Sunday, February 22, 2009

colour canon


The other day I was listening to Margaret Throsby interview author Sonya Hartnett on Classic FM. Sonya Hartnett chose Pachelbel's Canon as one of her favourite pieces of music. If you don't know the name of this piece of music you will certainly recognize the tune, it is ubiquitous in shopping centres and lifts, but, as Harnett pointed out just because it is played in shopping centres doesn't make it any less beautiful. I totally agree. I've been listening to Pachelbel's Canon for many years and it has taken on a new importance in my life as a mother- it works calming magic on manic two year olds and manic 36 year olds!

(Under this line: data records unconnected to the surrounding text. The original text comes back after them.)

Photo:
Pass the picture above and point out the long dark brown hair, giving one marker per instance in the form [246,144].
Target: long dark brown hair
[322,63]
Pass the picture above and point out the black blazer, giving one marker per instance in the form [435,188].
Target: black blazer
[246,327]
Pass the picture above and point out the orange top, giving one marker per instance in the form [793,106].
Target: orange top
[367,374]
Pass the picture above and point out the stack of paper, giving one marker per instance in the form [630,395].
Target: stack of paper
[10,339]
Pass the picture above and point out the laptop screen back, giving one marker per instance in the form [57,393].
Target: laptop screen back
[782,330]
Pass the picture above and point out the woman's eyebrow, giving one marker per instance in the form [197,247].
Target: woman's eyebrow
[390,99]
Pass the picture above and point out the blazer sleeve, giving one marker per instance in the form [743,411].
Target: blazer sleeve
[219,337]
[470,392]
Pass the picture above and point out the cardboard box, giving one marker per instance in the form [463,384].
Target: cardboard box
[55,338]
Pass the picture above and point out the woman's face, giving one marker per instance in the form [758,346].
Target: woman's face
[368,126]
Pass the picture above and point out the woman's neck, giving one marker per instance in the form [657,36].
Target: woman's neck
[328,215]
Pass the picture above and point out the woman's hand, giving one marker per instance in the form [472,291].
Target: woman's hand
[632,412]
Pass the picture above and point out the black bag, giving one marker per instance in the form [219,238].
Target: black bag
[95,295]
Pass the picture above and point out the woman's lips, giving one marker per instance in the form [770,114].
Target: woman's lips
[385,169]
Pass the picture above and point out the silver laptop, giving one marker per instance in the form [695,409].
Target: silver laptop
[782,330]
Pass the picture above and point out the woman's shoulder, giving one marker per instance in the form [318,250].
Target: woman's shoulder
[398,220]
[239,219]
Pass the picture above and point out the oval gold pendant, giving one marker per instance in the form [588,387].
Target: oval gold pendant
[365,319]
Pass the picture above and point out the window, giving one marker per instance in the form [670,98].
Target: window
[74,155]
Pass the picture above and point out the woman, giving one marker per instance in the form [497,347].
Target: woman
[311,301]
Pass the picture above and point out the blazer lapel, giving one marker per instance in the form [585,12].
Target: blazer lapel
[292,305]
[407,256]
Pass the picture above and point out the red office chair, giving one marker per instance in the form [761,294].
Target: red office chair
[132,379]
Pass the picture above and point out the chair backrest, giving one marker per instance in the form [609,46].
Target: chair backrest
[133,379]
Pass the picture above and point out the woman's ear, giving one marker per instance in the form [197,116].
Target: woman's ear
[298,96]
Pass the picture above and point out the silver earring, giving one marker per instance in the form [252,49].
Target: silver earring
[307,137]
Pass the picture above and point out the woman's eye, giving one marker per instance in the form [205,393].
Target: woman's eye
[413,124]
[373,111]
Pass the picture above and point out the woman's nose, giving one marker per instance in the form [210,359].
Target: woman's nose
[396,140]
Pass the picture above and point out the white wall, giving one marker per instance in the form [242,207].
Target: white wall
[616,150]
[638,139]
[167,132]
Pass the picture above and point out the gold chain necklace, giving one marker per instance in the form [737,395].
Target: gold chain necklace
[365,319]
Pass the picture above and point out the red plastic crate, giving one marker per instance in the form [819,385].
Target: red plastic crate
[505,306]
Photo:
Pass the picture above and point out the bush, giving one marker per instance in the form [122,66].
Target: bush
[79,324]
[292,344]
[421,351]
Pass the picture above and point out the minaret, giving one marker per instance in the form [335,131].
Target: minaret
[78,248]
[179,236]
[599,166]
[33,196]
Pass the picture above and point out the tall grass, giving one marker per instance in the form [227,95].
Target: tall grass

Pachelbel's Cannon has also had great signifigance in my artistic life. Wallowing in the post-modern sea at art college Paul Klee (1879-1940)was my lifeline. His elegant, scientific lyrical explorations of colour and line inspired and comforted me. Klee developed a "Canon of Colour Tonality", a formalized graph of colour relationships using lines, circles and triangles. This sounds very dry and boring but Klee's explorations were fascinating and beautiful.



Klee said:
"There are two things in a painter, the eye and the mind;each of them should aid the other. It is necessary to work at their mutual development, in the eye by looking at nature,in the mind by the logic of organized sensations which provides the means of expression."